Originally Posted by Erich H
In your link he says this:
So for home theater usage, the total allowance would be 55% more than what most programs would consider possible chuffing issues?
The only thing that seems odd about that write up is that there seems to be a decent amount of estimating going on after the point where they hear even the slightest chuffing with their ear next to the port. Basically adding 25% if your 8' away, then adding in a percentage for content being played.
The Flare It program on that website is very good, the data was empirically tested with a number of different examples. The conclusion is that 10 m/s is generally considered safe and anything above that will result in losses and at some point audible chuffing. The reason he gives masking allowances is because people want small enclosures with small ports and his masking recommendations are estimates of what he thinks the average person is willing to tolerate wrt audible chuffing. As he notes there are things you can do to mask chuffing and make it less objectionable, but as Notnyt very correctly points out, if there is audible chuffing there are losses. In fact by the point where you can hear audible chuffing the losses are already pretty bad.
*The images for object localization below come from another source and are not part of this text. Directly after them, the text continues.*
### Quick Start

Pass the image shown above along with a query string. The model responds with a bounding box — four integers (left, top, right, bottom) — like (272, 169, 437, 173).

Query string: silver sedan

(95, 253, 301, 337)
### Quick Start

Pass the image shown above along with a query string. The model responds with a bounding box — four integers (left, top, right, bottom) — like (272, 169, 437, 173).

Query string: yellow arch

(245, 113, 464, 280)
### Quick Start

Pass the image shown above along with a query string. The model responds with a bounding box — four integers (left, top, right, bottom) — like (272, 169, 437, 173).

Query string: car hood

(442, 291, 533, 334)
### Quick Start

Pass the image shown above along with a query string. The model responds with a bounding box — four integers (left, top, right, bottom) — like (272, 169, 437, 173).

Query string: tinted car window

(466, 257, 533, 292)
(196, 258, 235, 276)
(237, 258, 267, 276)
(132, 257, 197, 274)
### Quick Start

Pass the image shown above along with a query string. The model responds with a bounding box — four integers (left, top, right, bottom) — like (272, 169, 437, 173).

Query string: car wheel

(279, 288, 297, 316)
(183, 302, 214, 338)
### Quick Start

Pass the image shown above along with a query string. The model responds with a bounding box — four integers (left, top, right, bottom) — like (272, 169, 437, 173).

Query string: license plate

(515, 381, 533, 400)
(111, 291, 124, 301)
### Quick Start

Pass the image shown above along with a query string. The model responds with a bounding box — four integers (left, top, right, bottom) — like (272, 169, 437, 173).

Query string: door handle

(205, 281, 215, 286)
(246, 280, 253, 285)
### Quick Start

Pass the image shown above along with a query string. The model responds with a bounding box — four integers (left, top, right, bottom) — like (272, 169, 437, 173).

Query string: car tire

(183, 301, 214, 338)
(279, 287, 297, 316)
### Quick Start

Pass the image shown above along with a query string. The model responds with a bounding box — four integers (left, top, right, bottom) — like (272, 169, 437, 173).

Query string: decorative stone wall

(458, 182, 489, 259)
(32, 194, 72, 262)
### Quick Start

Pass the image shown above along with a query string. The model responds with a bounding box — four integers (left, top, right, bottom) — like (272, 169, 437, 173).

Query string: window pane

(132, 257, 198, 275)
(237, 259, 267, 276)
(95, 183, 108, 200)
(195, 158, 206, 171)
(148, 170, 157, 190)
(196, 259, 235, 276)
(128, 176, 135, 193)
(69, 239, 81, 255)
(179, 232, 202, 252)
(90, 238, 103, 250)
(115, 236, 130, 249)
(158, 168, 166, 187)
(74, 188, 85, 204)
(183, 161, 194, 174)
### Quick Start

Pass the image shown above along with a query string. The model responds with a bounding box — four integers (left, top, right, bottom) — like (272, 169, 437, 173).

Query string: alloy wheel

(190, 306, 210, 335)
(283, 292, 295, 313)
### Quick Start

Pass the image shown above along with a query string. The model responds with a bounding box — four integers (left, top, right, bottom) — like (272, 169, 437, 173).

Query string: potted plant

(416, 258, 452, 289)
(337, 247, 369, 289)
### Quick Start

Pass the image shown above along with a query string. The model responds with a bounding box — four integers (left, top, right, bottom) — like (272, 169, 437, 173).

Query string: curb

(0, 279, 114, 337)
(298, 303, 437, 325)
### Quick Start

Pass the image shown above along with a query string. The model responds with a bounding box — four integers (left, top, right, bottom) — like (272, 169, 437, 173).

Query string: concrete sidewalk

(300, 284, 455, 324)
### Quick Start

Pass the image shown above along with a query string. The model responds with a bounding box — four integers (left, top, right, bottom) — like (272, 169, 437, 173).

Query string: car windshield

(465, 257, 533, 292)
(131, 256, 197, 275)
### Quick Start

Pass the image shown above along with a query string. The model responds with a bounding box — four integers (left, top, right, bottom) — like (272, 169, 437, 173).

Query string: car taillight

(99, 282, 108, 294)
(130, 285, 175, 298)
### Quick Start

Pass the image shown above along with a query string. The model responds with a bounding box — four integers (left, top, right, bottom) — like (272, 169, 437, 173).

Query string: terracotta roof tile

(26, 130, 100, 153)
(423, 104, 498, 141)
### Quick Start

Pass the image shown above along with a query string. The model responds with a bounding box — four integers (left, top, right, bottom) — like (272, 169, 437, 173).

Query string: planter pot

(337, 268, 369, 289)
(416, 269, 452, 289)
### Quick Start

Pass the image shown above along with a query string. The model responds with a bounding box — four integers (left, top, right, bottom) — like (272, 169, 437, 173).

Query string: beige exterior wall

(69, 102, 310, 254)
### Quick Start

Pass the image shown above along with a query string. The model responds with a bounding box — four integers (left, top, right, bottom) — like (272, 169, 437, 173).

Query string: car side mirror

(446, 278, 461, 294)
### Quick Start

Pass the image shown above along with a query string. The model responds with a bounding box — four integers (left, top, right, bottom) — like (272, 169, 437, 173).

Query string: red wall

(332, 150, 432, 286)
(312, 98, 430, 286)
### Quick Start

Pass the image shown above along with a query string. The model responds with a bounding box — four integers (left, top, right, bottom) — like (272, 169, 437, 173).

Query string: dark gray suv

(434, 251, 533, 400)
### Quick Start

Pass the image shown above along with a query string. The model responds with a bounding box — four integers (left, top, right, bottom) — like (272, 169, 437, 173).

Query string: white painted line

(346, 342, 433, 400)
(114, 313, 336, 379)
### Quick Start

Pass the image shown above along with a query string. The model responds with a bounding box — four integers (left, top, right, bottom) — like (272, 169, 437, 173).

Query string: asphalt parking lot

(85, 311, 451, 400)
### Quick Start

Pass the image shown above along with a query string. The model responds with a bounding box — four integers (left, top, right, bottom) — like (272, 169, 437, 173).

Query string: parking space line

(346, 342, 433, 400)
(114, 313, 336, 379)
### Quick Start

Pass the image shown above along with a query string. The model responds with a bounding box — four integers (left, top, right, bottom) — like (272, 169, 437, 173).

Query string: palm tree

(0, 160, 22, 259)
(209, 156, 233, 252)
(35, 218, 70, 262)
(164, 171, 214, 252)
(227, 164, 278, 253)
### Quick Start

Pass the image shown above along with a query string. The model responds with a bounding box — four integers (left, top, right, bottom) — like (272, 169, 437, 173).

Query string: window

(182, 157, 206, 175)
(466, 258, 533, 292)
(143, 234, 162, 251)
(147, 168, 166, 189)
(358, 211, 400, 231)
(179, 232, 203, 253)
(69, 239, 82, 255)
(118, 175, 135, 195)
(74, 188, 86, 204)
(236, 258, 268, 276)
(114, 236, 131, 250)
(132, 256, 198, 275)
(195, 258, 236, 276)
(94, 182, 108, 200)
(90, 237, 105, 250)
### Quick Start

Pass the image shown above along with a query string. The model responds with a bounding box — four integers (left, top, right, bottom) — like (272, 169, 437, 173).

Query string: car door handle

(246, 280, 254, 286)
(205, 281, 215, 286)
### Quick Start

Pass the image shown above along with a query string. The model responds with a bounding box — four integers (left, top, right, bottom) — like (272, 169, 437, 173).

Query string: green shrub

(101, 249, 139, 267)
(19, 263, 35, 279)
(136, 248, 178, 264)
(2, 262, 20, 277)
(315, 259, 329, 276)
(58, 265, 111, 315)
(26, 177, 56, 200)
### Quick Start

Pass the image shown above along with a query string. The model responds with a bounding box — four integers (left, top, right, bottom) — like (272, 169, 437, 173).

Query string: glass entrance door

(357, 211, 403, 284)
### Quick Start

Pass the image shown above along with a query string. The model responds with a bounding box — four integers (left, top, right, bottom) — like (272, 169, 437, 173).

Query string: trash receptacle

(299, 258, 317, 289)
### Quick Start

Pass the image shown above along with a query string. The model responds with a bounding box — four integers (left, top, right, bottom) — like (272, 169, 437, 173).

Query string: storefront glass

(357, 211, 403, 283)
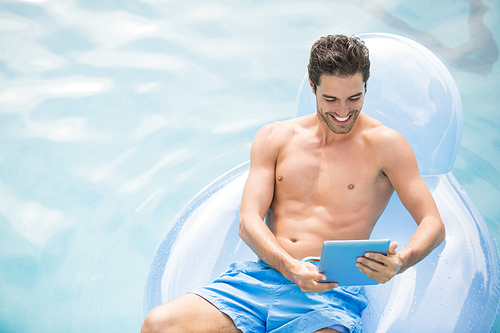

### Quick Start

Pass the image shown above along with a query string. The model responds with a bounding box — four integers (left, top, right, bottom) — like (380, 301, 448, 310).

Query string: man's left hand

(355, 242, 402, 284)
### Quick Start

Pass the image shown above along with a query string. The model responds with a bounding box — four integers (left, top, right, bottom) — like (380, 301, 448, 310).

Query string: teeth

(333, 115, 349, 122)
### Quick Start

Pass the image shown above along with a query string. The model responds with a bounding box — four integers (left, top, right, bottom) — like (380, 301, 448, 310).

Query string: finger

(356, 262, 388, 284)
(303, 263, 331, 282)
(388, 241, 399, 254)
(305, 262, 320, 271)
(364, 242, 399, 262)
(355, 262, 379, 282)
(358, 255, 385, 271)
(297, 277, 337, 293)
(315, 282, 338, 292)
(360, 253, 387, 270)
(358, 255, 396, 276)
(308, 281, 338, 293)
(357, 254, 401, 283)
(316, 272, 328, 281)
(294, 265, 327, 286)
(300, 263, 322, 278)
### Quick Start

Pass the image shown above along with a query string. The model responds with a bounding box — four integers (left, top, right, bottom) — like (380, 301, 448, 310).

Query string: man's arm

(238, 123, 337, 292)
(357, 128, 446, 283)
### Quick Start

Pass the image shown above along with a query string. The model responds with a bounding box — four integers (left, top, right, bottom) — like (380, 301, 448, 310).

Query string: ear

(308, 77, 316, 94)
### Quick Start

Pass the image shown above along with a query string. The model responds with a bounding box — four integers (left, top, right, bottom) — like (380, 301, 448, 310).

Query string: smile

(331, 114, 351, 123)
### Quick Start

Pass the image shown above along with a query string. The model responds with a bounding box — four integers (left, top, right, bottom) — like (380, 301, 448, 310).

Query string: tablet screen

(318, 239, 391, 286)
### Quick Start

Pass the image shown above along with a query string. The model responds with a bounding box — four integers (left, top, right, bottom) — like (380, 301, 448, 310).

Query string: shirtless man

(141, 35, 445, 333)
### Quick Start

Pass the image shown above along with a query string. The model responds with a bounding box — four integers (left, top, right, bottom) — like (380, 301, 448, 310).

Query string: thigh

(142, 293, 242, 333)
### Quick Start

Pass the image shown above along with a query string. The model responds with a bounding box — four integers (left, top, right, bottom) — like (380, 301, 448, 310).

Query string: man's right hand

(286, 260, 338, 293)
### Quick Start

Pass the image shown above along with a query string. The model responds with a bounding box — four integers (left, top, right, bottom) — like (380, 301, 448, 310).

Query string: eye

(350, 97, 361, 102)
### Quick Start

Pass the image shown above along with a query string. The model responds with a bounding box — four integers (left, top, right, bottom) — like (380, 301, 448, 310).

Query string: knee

(141, 306, 176, 333)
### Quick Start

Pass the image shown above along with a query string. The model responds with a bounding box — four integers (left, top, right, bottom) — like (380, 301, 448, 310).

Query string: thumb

(388, 241, 399, 255)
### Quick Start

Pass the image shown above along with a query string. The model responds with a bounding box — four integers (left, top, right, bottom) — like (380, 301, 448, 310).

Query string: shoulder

(368, 124, 408, 148)
(361, 114, 410, 149)
(253, 116, 310, 148)
(250, 115, 313, 165)
(361, 115, 418, 174)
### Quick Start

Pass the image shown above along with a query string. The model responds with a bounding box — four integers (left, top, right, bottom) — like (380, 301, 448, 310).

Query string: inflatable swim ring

(143, 33, 500, 332)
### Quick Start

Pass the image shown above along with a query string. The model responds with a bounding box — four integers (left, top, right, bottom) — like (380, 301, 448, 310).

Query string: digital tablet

(318, 239, 391, 286)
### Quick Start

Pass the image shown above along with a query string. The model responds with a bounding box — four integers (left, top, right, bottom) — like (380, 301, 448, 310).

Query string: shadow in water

(352, 0, 499, 76)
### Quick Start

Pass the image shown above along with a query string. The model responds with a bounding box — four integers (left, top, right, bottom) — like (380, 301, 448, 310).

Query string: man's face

(311, 73, 365, 135)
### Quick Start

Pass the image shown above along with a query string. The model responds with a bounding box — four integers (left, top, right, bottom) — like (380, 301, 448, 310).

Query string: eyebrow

(322, 92, 363, 99)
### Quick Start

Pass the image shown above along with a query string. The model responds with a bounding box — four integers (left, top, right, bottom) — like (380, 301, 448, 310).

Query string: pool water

(0, 0, 498, 332)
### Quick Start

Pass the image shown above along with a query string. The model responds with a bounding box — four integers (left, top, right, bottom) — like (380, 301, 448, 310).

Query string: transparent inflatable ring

(144, 33, 500, 332)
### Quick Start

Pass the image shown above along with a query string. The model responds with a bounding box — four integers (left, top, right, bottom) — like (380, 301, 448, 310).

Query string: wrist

(396, 248, 412, 274)
(280, 257, 301, 281)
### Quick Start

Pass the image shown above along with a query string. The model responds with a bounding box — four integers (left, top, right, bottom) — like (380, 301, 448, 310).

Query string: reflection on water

(349, 0, 499, 76)
(0, 0, 498, 331)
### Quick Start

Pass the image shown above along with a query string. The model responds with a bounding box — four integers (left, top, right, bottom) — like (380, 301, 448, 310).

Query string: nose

(337, 101, 349, 117)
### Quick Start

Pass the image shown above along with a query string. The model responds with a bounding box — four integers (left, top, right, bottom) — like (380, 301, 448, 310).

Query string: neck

(315, 112, 363, 146)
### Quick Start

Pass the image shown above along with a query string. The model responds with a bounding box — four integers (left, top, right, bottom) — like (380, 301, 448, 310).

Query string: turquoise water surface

(0, 0, 499, 332)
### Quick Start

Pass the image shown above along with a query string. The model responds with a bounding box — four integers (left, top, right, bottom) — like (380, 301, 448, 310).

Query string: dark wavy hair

(308, 35, 370, 92)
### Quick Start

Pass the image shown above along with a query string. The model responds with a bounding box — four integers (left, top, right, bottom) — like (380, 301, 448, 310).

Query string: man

(141, 34, 445, 333)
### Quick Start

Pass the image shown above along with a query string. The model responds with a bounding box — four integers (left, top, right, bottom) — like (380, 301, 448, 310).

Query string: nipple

(348, 184, 355, 190)
(278, 175, 283, 181)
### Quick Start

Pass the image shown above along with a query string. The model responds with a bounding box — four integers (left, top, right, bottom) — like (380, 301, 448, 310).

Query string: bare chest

(275, 139, 391, 205)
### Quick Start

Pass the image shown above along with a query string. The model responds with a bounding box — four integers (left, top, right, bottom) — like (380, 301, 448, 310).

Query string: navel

(348, 184, 355, 190)
(278, 175, 283, 181)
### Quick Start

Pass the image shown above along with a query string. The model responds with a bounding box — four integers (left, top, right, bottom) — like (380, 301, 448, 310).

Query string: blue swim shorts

(192, 260, 368, 333)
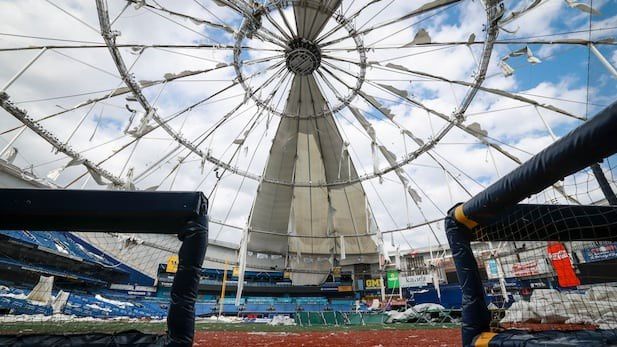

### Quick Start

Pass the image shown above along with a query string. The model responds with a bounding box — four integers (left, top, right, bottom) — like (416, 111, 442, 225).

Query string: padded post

(166, 200, 208, 346)
(445, 207, 491, 347)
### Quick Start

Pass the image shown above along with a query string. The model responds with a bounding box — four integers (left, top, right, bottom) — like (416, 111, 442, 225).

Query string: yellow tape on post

(166, 255, 179, 273)
(473, 332, 497, 347)
(454, 204, 478, 229)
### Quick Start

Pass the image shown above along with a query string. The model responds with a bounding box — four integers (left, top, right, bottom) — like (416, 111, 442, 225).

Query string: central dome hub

(285, 38, 321, 75)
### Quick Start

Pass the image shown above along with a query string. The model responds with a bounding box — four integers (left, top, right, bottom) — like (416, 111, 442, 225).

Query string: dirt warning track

(194, 328, 461, 346)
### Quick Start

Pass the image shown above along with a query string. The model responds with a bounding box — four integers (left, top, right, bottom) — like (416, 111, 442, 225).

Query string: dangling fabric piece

(564, 0, 600, 14)
(26, 275, 54, 304)
(432, 266, 441, 300)
(369, 205, 387, 268)
(377, 83, 409, 98)
(340, 235, 346, 260)
(66, 158, 86, 168)
(349, 106, 377, 141)
(499, 46, 541, 78)
(1, 147, 17, 164)
(407, 186, 423, 204)
(371, 142, 379, 175)
(499, 0, 545, 25)
(47, 167, 64, 181)
(403, 28, 431, 47)
(395, 247, 401, 270)
(127, 110, 155, 138)
(235, 227, 249, 306)
(525, 47, 542, 64)
(359, 92, 395, 120)
(466, 33, 476, 45)
(495, 256, 509, 302)
(337, 142, 350, 179)
(498, 60, 515, 77)
(233, 130, 250, 145)
(287, 204, 301, 258)
(88, 168, 107, 185)
(124, 167, 136, 191)
(401, 129, 424, 146)
(47, 157, 87, 182)
(327, 202, 336, 236)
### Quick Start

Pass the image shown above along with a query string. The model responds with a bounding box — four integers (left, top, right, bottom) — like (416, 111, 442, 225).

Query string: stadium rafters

(0, 0, 616, 276)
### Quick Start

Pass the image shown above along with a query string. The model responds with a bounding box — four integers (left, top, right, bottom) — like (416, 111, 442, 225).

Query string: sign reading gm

(365, 278, 382, 289)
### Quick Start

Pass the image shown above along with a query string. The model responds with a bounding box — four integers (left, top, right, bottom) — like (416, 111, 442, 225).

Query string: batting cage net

(476, 158, 617, 328)
(445, 101, 617, 346)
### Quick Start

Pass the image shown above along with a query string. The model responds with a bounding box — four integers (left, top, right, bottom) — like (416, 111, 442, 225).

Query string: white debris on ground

(95, 294, 134, 308)
(0, 293, 49, 306)
(501, 287, 617, 329)
(199, 315, 244, 323)
(86, 303, 112, 312)
(268, 315, 295, 326)
(413, 303, 445, 312)
(0, 314, 165, 323)
(368, 299, 380, 311)
(385, 303, 448, 323)
(385, 308, 417, 323)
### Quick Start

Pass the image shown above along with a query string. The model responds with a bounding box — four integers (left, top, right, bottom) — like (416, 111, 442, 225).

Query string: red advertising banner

(512, 260, 540, 277)
(547, 242, 580, 288)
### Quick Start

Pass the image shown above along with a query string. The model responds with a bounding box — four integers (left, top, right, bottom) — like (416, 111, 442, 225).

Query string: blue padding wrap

(446, 210, 490, 347)
(463, 101, 617, 226)
(166, 212, 208, 347)
(486, 329, 617, 347)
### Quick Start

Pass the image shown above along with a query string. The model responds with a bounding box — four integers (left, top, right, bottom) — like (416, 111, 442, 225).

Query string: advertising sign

(486, 258, 499, 279)
(399, 274, 433, 288)
(496, 259, 550, 279)
(511, 260, 540, 277)
(583, 243, 617, 263)
(547, 242, 580, 287)
(386, 270, 399, 289)
(365, 278, 383, 290)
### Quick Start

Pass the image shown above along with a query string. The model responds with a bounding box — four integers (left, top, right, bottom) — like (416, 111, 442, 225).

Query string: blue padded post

(445, 207, 491, 347)
(166, 196, 208, 347)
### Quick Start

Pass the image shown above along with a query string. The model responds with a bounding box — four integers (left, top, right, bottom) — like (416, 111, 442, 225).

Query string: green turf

(0, 321, 458, 335)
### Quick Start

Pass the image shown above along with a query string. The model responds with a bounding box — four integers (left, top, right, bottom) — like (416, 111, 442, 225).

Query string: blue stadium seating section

(0, 230, 116, 267)
(0, 286, 169, 319)
(0, 283, 363, 319)
(0, 257, 107, 286)
(0, 230, 365, 319)
(0, 230, 155, 286)
(195, 302, 216, 316)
In Flare It there are two limit lines, the core limit and the chuffing limit.
The core limit refers to the ability of the interior of the port to pass air competently. The chuffing limit refers to the ability of the port exit and entrance to introduce the air into the enclosure (at the entrance) and into the room (at the exit) without audibly chuffing, which is violent air vortexes at the port entrance and or exit resulting in inefficiency and noise.
The core limit can be defined by the Reynolds number of the port, which takes into consideration the length, shape, aspect ratio, surface smoothness and air velocity (although I have no idea how Collo came up with his core limit information). If the Reynolds number is more than zero there are losses, although the losses don't become apparent until the Reynolds number is quite high. At some point when the Reynolds number gets high enough the efficiency of the port drops dramatically and the port becomes very restrictive, beginning to dramatically block the amount of air that can pass. This is why you should not exceed the core limit in Flare It.
The chuffing limit, as previously explained, is the ability of the port exit and entrance to allow a laminar smooth flow of air without creating vortexes bad enough to cause audible chuffing. A healthy sized flare on both exit and entrance can ease this transition tremendously. The flare can be either a roundover or a chamfer up to about 45 degrees or so (so slot ports can be flared too). The problem is that losses start well before chuffing becomes audible so it's best to keep velocity at or under 10 m/s.
I assume the reason you ask is because you want to make ported kits. This is pretty easy to do, just design them to keep velocity under 10 m/s at xmax with the required high pass filter in place and no one will ever have a problem unless they don't use the high pass filter (in which case they will probably damage the driver anyway). You could probably get away with as high as 18 m/s and maybe even more without audible chuffing (you can test it pretty easily, just build it and listen to material with tones at the tuning frequency at full power) but it's best to keep it under 10.
I can't remember if WinISD will simulate flared ports with a high pass filter in place but the upcoming version of Hornresp will be able to (new feature), I think TL.app can do it, Akabak can certainly do it, MJK's worksheets can do it and Flare It will give acceptable port sizes but not a simulation.